Data were analysed using IBM SPSS version 22.0 (SPSS Institute, Chicago, IL, USA). Independent sample T-test was used to compare between the two groups in all the parameters measured. Multiple regression analysis was used to analyse the association of salivary leptin concentration as a dependent variable with age, height, weight, BMI, WC, HC, WHR, WF, SCF, VF, whole body skeletal muscle mass, regional muscle mass in arms, legs and trunk, as independent variables in both groups. Levels of significance used in this study are as follows: p<0.05 is considered significant with a confidence interval (CI) 95%, p<0.01 significant with CI 99%, p<0.1 is considered significant with CI 90%.


This was a cross-sectional study of 92 healthy adult Malay males, aged between 18–25 years old. Salivary samples from all participants were analysed, of which 55.4 % (n=51) were of normal–underweight and 44.5 % (n=41) were overweight–obese (Table 1).
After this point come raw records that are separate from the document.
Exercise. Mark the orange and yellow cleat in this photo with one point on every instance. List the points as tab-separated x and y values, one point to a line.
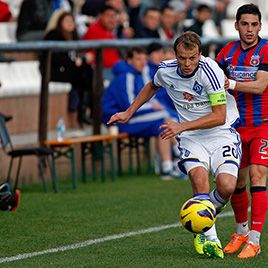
249	251
236	242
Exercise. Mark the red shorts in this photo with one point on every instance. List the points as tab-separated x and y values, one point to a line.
254	145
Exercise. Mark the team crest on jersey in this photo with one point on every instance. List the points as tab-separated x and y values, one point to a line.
187	96
197	88
255	60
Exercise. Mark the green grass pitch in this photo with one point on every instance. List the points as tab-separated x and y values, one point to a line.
98	210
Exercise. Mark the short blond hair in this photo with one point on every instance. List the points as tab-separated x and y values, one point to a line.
188	40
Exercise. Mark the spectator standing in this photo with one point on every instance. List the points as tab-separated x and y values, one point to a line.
148	25
203	24
167	23
72	67
34	16
103	29
5	13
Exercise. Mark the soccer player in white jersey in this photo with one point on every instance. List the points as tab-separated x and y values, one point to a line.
207	139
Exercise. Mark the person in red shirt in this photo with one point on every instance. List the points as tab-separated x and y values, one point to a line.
5	13
103	29
245	63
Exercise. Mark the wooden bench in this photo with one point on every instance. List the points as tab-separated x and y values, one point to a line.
96	146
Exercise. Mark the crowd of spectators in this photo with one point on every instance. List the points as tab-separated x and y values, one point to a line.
68	20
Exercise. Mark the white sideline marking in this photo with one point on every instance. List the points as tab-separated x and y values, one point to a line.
96	241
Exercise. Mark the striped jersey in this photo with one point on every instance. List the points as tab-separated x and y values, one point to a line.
190	94
243	65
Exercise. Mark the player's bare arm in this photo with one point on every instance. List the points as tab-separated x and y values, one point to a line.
146	93
255	87
216	118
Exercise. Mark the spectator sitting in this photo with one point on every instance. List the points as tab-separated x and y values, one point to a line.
122	90
147	26
72	67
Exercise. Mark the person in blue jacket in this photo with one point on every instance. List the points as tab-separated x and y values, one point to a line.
127	82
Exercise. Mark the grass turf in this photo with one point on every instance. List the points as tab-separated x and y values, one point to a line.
96	210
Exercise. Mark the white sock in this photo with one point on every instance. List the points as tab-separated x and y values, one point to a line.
254	237
167	166
242	228
217	201
211	234
176	151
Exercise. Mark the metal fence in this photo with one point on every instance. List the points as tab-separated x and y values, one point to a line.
47	47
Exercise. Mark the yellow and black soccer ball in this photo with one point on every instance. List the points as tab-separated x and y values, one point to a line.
197	215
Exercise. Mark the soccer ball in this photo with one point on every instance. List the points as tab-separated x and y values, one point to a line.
197	215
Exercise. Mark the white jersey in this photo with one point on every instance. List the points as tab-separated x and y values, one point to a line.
190	94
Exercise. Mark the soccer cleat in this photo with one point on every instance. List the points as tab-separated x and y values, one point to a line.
249	251
199	240
16	200
236	242
213	249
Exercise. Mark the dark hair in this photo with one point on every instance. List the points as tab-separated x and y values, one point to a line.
148	9
166	7
203	7
188	40
248	9
138	50
67	36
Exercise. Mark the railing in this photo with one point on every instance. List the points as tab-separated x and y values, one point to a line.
47	47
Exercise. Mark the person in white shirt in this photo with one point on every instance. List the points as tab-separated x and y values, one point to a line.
205	132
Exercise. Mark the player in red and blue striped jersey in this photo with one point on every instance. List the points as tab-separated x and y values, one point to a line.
245	63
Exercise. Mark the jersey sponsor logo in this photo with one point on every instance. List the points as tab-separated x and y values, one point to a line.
190	106
242	73
187	96
255	60
171	87
197	88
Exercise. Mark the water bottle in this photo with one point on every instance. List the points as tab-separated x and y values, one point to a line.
60	129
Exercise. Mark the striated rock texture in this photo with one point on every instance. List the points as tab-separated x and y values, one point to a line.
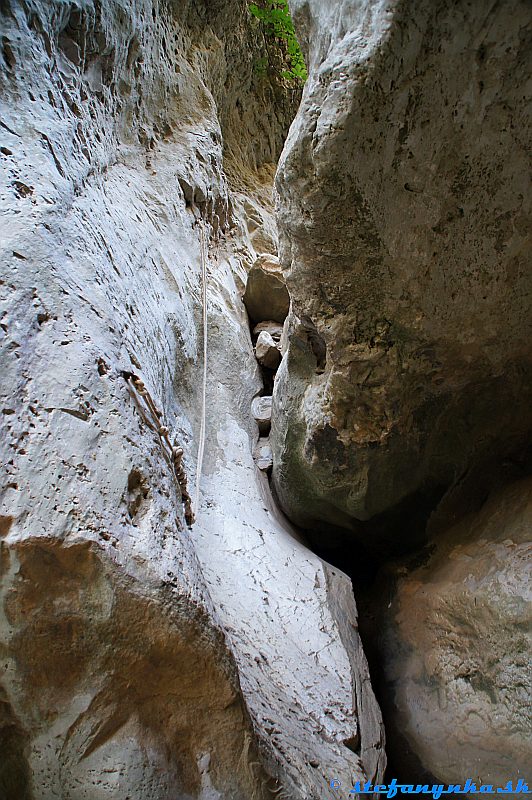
141	659
404	211
455	644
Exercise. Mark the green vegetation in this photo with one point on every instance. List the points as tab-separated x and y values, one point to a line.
277	21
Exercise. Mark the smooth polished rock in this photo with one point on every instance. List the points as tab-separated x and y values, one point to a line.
266	296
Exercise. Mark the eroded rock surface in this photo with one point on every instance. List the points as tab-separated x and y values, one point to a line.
142	659
403	215
455	645
266	296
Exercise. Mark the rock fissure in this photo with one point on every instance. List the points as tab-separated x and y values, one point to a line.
330	301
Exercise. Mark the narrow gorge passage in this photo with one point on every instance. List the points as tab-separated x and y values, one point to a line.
265	340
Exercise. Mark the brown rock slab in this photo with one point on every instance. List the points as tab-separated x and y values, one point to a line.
266	296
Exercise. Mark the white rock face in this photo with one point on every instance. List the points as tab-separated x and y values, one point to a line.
266	351
141	659
261	408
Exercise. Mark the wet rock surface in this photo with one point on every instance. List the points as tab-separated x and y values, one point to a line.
143	659
455	648
267	351
266	296
404	392
402	216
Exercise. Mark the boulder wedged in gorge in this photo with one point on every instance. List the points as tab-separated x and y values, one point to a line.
266	297
403	218
455	648
143	659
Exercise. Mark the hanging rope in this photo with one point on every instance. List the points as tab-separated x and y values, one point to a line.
201	446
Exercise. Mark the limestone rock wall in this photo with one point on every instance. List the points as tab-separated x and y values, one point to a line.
404	394
142	659
403	215
455	645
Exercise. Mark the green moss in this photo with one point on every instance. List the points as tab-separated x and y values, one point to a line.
277	22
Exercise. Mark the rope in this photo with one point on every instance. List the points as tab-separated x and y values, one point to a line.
201	446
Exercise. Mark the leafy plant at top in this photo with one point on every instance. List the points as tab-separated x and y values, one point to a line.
278	23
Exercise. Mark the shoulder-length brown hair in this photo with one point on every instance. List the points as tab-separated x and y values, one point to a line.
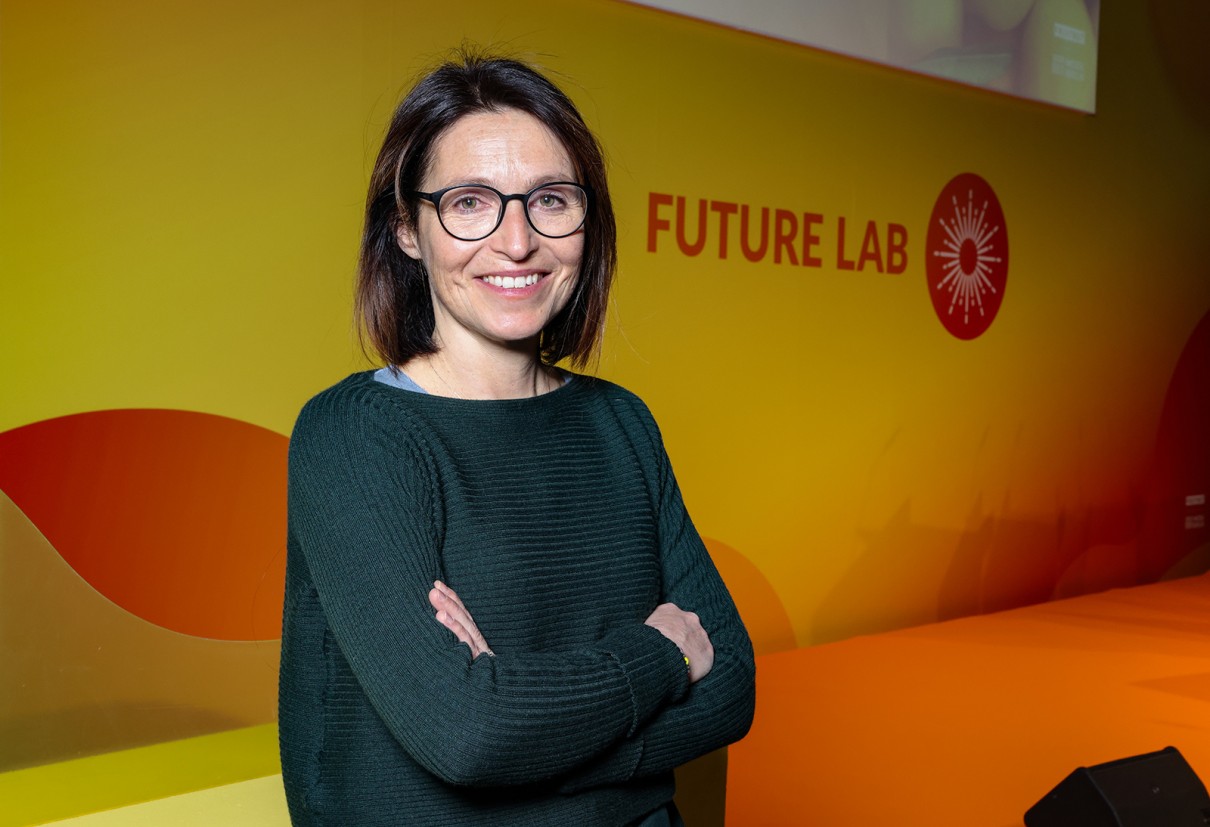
393	304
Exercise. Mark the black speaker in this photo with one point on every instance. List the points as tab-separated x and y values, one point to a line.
1153	790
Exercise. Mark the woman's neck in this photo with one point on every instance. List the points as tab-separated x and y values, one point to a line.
484	375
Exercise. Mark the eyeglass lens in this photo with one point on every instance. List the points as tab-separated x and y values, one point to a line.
473	212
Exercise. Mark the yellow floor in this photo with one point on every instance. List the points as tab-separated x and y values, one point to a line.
258	803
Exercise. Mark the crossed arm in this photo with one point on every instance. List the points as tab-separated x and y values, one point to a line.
681	627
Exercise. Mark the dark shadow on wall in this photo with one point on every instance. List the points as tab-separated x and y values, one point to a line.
1002	561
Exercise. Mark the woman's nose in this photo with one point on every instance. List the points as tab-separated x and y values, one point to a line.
514	235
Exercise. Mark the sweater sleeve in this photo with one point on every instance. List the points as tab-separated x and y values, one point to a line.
716	710
368	529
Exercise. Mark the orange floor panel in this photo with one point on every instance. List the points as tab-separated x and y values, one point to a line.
968	723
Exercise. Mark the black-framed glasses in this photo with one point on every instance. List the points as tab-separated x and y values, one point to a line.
471	212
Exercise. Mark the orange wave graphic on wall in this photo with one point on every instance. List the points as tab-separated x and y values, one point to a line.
178	517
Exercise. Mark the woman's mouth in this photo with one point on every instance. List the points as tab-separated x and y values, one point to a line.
512	282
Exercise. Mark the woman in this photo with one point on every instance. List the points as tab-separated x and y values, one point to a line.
497	610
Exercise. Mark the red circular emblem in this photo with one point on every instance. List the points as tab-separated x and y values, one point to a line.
967	256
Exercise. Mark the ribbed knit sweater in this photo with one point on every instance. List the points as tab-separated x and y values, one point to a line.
560	526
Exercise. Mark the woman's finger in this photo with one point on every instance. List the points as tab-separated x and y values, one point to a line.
455	616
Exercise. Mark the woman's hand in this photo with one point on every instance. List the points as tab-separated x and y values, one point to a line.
685	630
455	616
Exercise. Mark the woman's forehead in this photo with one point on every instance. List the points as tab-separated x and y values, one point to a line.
507	147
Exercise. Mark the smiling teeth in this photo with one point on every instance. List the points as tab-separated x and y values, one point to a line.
511	281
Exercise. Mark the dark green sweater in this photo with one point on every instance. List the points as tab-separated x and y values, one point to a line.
560	526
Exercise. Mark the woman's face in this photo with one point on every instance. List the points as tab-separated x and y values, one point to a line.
472	305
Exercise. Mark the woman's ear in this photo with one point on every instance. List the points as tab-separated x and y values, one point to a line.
405	236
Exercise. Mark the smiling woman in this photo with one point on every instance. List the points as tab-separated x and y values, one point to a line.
497	609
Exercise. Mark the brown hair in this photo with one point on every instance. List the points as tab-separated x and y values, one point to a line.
393	304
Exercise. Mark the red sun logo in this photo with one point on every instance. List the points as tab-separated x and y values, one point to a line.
967	256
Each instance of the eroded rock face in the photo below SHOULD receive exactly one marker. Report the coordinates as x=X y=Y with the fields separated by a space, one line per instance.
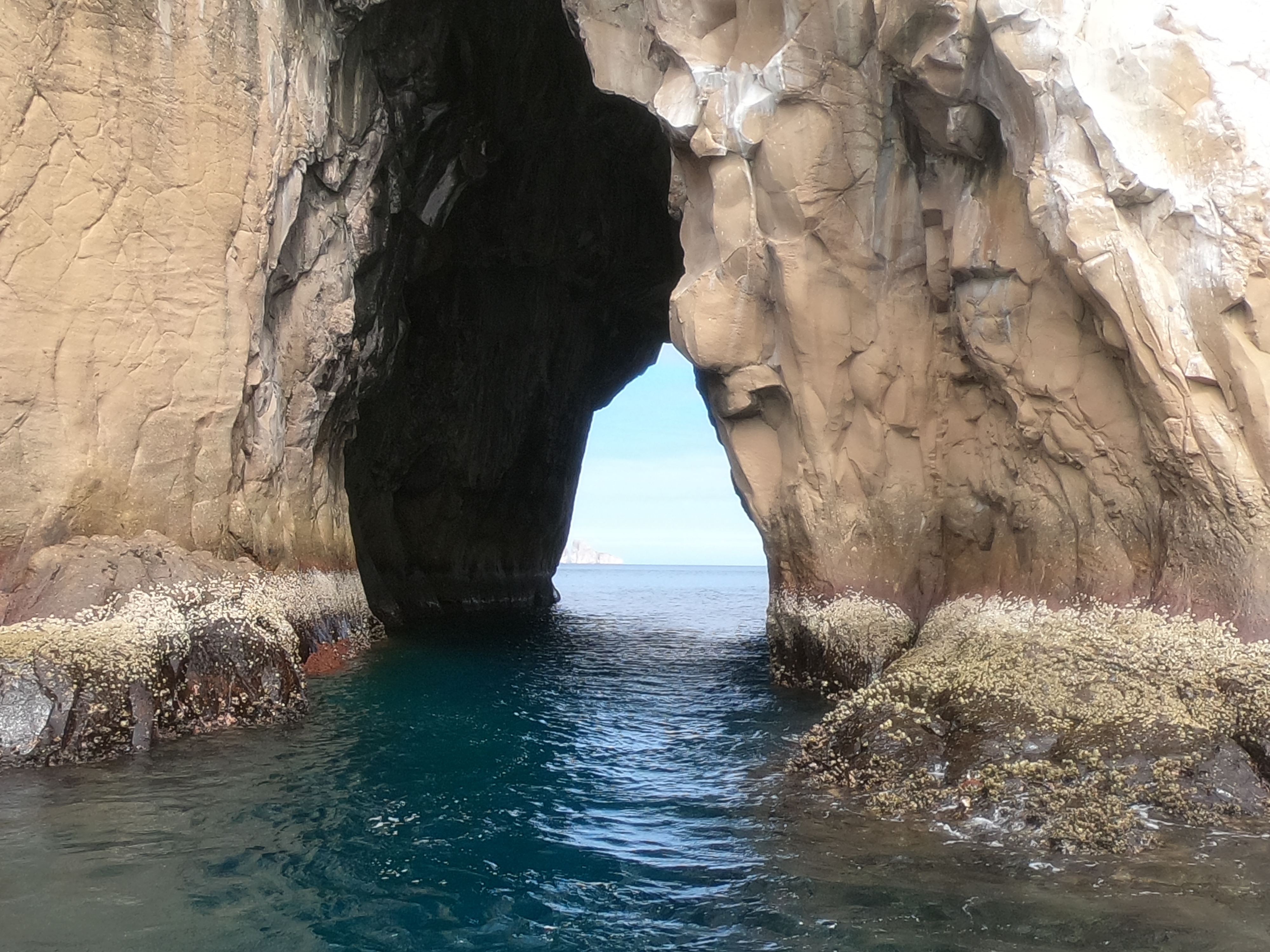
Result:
x=124 y=643
x=976 y=289
x=528 y=265
x=236 y=235
x=1073 y=731
x=233 y=238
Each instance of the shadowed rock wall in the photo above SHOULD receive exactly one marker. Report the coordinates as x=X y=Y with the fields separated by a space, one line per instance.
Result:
x=236 y=235
x=528 y=270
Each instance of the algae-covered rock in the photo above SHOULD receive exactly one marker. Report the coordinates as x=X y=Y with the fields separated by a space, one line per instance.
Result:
x=177 y=659
x=1071 y=729
x=835 y=644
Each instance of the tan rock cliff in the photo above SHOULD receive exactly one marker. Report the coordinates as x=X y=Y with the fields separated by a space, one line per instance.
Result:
x=977 y=289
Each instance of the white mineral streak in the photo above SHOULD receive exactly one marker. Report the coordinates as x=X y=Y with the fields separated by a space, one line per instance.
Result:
x=952 y=361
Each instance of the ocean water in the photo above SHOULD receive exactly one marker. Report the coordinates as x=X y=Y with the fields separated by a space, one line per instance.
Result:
x=609 y=777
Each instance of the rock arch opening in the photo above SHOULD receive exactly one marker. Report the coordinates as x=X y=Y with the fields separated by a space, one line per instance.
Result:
x=520 y=275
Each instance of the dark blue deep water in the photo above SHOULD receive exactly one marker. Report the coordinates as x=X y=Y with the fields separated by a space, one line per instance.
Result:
x=606 y=779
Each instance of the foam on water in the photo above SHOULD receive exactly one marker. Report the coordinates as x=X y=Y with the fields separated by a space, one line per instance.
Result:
x=610 y=777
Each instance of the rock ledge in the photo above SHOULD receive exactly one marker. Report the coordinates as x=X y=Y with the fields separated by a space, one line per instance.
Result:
x=1075 y=729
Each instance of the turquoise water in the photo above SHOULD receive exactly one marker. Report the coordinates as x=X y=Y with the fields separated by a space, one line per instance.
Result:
x=605 y=779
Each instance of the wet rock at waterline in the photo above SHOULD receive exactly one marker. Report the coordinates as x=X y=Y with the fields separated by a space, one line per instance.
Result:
x=1074 y=729
x=194 y=652
x=976 y=289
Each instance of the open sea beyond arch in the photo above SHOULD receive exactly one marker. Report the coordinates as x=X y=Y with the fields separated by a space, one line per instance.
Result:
x=610 y=777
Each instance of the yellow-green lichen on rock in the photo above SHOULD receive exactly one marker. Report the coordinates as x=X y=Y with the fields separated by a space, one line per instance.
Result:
x=177 y=659
x=1070 y=729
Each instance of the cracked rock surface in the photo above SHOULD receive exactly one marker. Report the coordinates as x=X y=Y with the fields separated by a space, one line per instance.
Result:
x=975 y=288
x=976 y=291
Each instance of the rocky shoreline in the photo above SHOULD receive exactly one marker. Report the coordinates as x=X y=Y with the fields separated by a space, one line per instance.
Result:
x=220 y=645
x=1079 y=729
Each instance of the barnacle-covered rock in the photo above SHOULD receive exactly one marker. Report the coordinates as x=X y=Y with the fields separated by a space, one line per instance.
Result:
x=1070 y=729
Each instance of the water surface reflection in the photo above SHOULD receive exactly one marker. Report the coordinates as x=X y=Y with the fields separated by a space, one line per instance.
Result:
x=604 y=779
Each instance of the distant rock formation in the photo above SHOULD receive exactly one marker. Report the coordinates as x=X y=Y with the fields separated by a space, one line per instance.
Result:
x=977 y=289
x=979 y=293
x=578 y=553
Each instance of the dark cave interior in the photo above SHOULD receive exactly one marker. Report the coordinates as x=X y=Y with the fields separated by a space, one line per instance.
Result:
x=528 y=272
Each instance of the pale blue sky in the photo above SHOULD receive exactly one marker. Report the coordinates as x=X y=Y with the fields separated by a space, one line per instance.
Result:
x=656 y=488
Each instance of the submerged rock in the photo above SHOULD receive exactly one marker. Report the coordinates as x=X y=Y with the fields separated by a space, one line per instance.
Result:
x=1070 y=729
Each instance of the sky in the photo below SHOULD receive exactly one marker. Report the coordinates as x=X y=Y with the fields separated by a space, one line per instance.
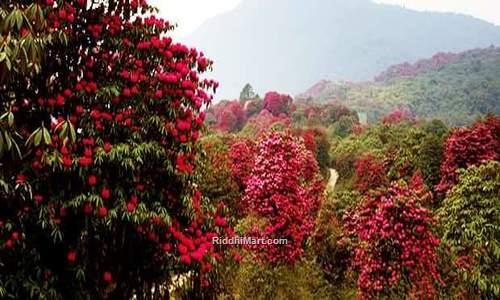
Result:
x=190 y=14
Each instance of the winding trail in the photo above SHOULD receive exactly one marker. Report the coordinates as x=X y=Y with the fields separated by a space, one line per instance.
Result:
x=334 y=176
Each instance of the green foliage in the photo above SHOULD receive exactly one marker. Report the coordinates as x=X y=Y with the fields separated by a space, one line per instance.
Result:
x=252 y=280
x=23 y=38
x=247 y=93
x=406 y=149
x=470 y=217
x=213 y=170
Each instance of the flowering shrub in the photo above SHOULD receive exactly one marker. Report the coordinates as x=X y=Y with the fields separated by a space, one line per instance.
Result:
x=101 y=204
x=470 y=217
x=468 y=147
x=229 y=116
x=394 y=247
x=277 y=104
x=215 y=177
x=242 y=156
x=284 y=189
x=261 y=123
x=370 y=173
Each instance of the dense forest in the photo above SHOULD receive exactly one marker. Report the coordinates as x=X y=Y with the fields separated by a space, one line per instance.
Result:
x=120 y=175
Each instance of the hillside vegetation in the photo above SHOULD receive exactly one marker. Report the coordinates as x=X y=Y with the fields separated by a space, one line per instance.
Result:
x=455 y=88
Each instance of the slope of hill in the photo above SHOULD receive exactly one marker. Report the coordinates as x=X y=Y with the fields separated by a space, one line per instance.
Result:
x=457 y=91
x=288 y=45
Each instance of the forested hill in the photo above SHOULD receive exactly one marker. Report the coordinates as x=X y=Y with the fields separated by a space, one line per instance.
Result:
x=456 y=88
x=287 y=45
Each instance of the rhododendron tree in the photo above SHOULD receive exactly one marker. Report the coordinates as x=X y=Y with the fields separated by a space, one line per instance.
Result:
x=284 y=190
x=215 y=176
x=261 y=123
x=370 y=173
x=102 y=203
x=470 y=218
x=316 y=141
x=395 y=251
x=277 y=104
x=242 y=156
x=467 y=147
x=229 y=116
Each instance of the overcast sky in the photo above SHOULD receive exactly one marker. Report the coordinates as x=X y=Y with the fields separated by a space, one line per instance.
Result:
x=189 y=14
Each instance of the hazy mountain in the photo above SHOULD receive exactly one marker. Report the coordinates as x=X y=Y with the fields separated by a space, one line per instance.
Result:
x=288 y=45
x=456 y=88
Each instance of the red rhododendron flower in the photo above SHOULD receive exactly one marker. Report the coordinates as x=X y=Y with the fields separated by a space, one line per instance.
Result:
x=107 y=277
x=92 y=180
x=71 y=257
x=102 y=212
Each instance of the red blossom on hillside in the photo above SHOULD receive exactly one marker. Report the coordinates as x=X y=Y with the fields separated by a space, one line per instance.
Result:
x=370 y=173
x=393 y=244
x=467 y=147
x=277 y=104
x=242 y=156
x=229 y=116
x=285 y=190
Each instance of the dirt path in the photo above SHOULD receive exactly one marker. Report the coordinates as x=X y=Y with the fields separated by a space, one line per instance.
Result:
x=334 y=175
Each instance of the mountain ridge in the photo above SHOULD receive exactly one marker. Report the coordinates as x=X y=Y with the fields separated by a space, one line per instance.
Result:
x=261 y=42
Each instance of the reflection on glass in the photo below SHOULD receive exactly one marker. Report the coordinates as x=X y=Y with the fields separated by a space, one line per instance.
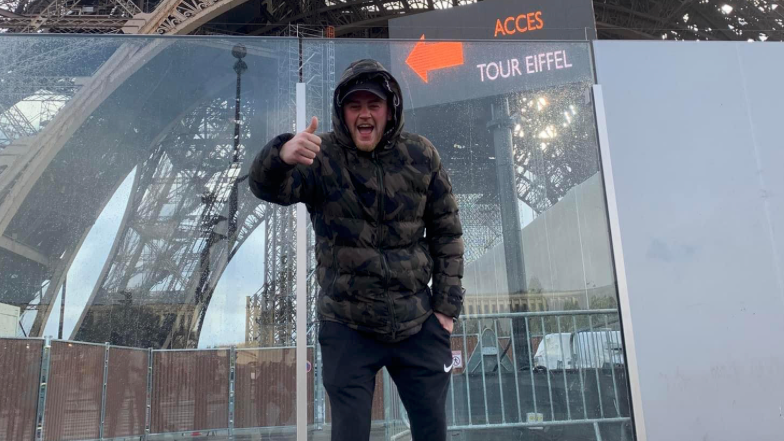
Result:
x=128 y=233
x=538 y=347
x=125 y=218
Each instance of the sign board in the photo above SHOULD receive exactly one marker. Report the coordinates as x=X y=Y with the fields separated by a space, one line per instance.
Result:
x=502 y=20
x=457 y=359
x=440 y=72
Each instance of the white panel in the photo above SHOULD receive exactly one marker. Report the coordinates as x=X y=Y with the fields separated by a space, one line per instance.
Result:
x=695 y=137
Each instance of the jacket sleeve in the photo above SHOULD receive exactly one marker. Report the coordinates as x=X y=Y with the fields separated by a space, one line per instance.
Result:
x=445 y=240
x=274 y=181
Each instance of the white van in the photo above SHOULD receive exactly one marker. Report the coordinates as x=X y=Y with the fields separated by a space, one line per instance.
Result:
x=602 y=348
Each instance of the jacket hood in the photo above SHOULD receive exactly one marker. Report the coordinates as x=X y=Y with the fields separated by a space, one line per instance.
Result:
x=369 y=70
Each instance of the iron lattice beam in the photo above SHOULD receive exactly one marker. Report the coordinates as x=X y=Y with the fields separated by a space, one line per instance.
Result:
x=616 y=19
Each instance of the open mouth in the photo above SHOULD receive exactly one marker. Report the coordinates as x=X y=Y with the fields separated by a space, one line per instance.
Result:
x=365 y=129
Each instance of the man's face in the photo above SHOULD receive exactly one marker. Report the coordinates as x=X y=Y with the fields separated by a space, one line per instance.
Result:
x=366 y=117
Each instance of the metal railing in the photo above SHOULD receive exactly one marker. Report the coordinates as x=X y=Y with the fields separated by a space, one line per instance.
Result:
x=535 y=370
x=515 y=371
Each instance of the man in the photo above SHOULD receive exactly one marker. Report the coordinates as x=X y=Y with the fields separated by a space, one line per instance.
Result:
x=373 y=191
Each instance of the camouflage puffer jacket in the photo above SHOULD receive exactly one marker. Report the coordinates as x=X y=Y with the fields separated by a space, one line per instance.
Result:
x=370 y=212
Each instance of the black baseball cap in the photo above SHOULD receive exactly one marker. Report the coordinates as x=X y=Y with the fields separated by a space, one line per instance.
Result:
x=365 y=86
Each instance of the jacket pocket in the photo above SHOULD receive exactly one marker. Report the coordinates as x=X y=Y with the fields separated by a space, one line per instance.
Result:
x=330 y=291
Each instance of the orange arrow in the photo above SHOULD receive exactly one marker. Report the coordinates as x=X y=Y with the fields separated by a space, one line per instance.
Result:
x=433 y=56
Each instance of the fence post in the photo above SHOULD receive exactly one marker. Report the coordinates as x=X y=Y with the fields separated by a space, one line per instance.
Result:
x=232 y=372
x=103 y=390
x=388 y=411
x=42 y=388
x=148 y=410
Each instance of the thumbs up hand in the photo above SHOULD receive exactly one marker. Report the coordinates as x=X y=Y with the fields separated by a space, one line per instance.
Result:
x=302 y=148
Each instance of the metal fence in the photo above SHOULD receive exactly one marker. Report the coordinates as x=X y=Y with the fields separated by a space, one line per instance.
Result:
x=535 y=371
x=513 y=372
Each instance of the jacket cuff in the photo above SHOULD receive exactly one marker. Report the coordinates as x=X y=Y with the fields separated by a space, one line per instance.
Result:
x=276 y=162
x=448 y=302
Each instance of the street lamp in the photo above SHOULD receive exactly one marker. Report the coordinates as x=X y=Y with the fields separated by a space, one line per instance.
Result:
x=239 y=52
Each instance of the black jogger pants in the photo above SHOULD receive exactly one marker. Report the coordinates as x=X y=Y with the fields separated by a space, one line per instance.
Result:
x=420 y=367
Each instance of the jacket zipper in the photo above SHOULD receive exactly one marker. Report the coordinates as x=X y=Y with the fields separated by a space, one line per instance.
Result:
x=390 y=303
All of the measured variables were found to be significantly different between the two groups, except salivary leptin levels and height, which were found to be similar (see Table 1).

In the normal–underweight group, a multiple regression analysis revealed a significant positive correlation between salivary leptin levels with HC, WC and WHR, with HC being the most important predictor for salivary leptin levels (see Table 2). However, the analysis revealed an absence of correlation between salivary leptin levels with age, weight, BMI, WF, VF, SCF, whole body skeletal muscle mass, regional muscle mass in arms, legs and trunk (see Table 2) in the same group. In overweight–obese group, the regression analysis revealed a significant correlation between salivary leptin levels with height at p<0.05, WC, HC, WHR and RM with p<0.1. The results also showed lack of correlation of salivary leptin levels with any of the other anthropometric measurements (see Table 3).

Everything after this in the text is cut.